Jumat, 24 April 2020

MENYAMBUNG SANAD KEILMUAN SECARA OFFLINE DAN ONLINE

Oleh : M. Khaliq Shalha


Dalam tradisi pesantren, memiliki sanad keilmuan pada para ulama sangat penting dan utama untuk menumbuhkan kualitas keilmuan yang sumbernya jelas dan bisa dipertanggungjawabkan secara ilmiah dan spiritual.

Saat ini untuk menyambung mata rantai keilmuan pada ulama pesantren semakin mudah terhubung lewat pengajian online, baik via facebook, youtube atau media sosial lainnya.

Pada momen bulan suci Ramadhan 1441 H ini para ulama-kiai pesantren semarak menggelar khataman kitab secara online via jejaring media sosial tersebut.  Di antara latar belakangnya, karena bersamaan dengan masa-masa memutus mata rantai penyebaran Covid-19 (Corona Virus Disease 2019)  yang melanda dunia saat ini termasuk Indonesia. Masyarakat dihimbau oleh Pemerintah untuk jaga jarak bergaul dengan sesama (tabā'ud ijtimā'ī, social distancing) untuk sementara waktu hingga belajar pun digelar jarak jauh antara guru dan murid, kiai dan santri.

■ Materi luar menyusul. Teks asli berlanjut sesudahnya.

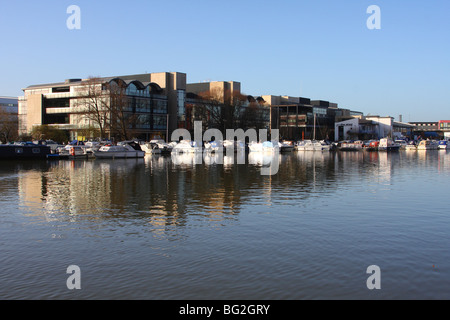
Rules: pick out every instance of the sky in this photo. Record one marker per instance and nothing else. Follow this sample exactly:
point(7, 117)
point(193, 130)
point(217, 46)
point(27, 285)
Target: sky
point(321, 49)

Salah satu hikmah dari musibah besar yang melanda dunia ini dapat membuka akses pada masyarakat untuk bisa belajar secara online kepada ulama-kiai dari berbagai pesantren di berbagai daerah di Indonesia lewat jejaring sosial yang tahun-tahun sebelumnya volumenya lebih kecil ketimbang saat ini.

KH. Anwar Mashur, PP. Lirboyo, Kediri

Pada era ini setidaknya ada tiga syarat agar kita bisa berguru pada ulama secara online dan efeknya relatif hampir sama dengan mengaji secara berhadap-hadapan. Syarat-syarat itu adalah: (1) niat berguru, (2) bersedia mengaji, (3) punya seperangkat media online (hp/laptop plus paketan).

***

Dari hasil permenungan saya, menyambung sanad keilmuan pada guru dapat dilakukan dengan tiga macam: Pertama, berguru secara liqā'. Berhadap-hadapan langsung, misal mondok atau mendatangi rumah guru (bisa ngaji di langgar-langgar walau tidak mondok). Hal ini sangat penting bagi tingkat pemula. Bahkan menjadi keharusan belajar secara langsung kepada guru karena para guru bisa menuntun langsung pada para muridnya.

Kedua, di masa sekarang, sebagai tambahan dari yang pertama, berguru kepada ulama-kiai secara online dimana saja mereka berasal lewat media sosial. Misalnya mengaji kepada Gus Baha' atau kepada ulama-kiai panutan lainnya.

Majunya teknologi kemunikasi ini harus kita syukuri karena lebih mudah terhubung dengan para ulama sehingga yang sebelumnya terhalang jarak geografis yang begitu jauh, untuk saat ini sudah terasa sangat dekat. Konsekuensinya, jika kita punya minat untuk memperbanyak guru dan menambah ilmu saban saat kini sungguh amat mudah.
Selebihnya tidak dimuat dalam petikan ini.